L’odyssée des éditions Musidora, emmenées par Nicolas Tellop, s’annonce décidément passionnante : après l’étonnant et riche Anachronopoète, voilà que la jeune et inventive maison annonce la réédition de deux romans cultes devenus introuvables : Ne sont pas morts tous les sadiques et Le Festin des charognes d’un certain Max Roussel dont on sait peu de choses. A l’occasion d’une levée de fonds pour mener ses rééditions à bien, Nicolas Tellop est longuement revenu pour Diacritik sur la personnalité pour le moins trouble de Max Roussel et sur son écriture si étonnante et violente, quelque part entre Céline et Burroughs.

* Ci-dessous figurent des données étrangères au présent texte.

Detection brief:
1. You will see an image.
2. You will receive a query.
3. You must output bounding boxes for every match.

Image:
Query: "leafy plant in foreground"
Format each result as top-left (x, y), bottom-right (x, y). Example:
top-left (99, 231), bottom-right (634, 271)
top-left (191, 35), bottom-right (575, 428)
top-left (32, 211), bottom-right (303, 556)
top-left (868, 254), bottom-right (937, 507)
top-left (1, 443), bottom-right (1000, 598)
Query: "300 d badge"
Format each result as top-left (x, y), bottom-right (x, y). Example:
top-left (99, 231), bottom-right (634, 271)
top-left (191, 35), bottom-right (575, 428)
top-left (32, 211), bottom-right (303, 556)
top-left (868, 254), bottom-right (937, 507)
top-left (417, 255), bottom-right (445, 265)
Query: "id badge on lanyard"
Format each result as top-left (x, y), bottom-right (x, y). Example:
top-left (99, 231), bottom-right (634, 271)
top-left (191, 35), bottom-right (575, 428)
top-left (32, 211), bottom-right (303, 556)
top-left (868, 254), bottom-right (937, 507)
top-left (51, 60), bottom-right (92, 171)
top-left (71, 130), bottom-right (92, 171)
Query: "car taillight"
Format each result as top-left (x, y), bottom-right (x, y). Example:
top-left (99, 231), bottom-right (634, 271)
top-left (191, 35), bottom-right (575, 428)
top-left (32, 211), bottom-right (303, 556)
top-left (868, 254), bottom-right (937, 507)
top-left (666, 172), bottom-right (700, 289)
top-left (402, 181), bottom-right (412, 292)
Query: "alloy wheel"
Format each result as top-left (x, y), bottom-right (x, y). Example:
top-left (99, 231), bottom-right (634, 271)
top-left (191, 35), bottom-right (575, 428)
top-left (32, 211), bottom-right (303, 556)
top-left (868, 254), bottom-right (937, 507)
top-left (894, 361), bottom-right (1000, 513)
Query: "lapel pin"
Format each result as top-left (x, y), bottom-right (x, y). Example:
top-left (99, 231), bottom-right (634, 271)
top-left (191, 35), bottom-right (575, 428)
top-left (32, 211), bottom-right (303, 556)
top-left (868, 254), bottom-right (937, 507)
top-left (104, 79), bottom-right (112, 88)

Après L’Anachronopète, les éditions Musidora que vous animez se lancent dans une nouvelle et stimulante aventure éditoriale : publier les deux romans de l’énigmatique Max Roussel, Ne sont pas morts tous les sadiques et Le Festin des charognes. Pouvez-vous, pour commencer, nous présenter Max Roussel ? Que sait-on de lui, sinon que son nom est un pseudonyme, mot-valise entre Max Jacob et Raymond Roussel ? Et surtout comment vous avez découvert son existence et comment vous avez décidé de vous atteler à sa réédition ?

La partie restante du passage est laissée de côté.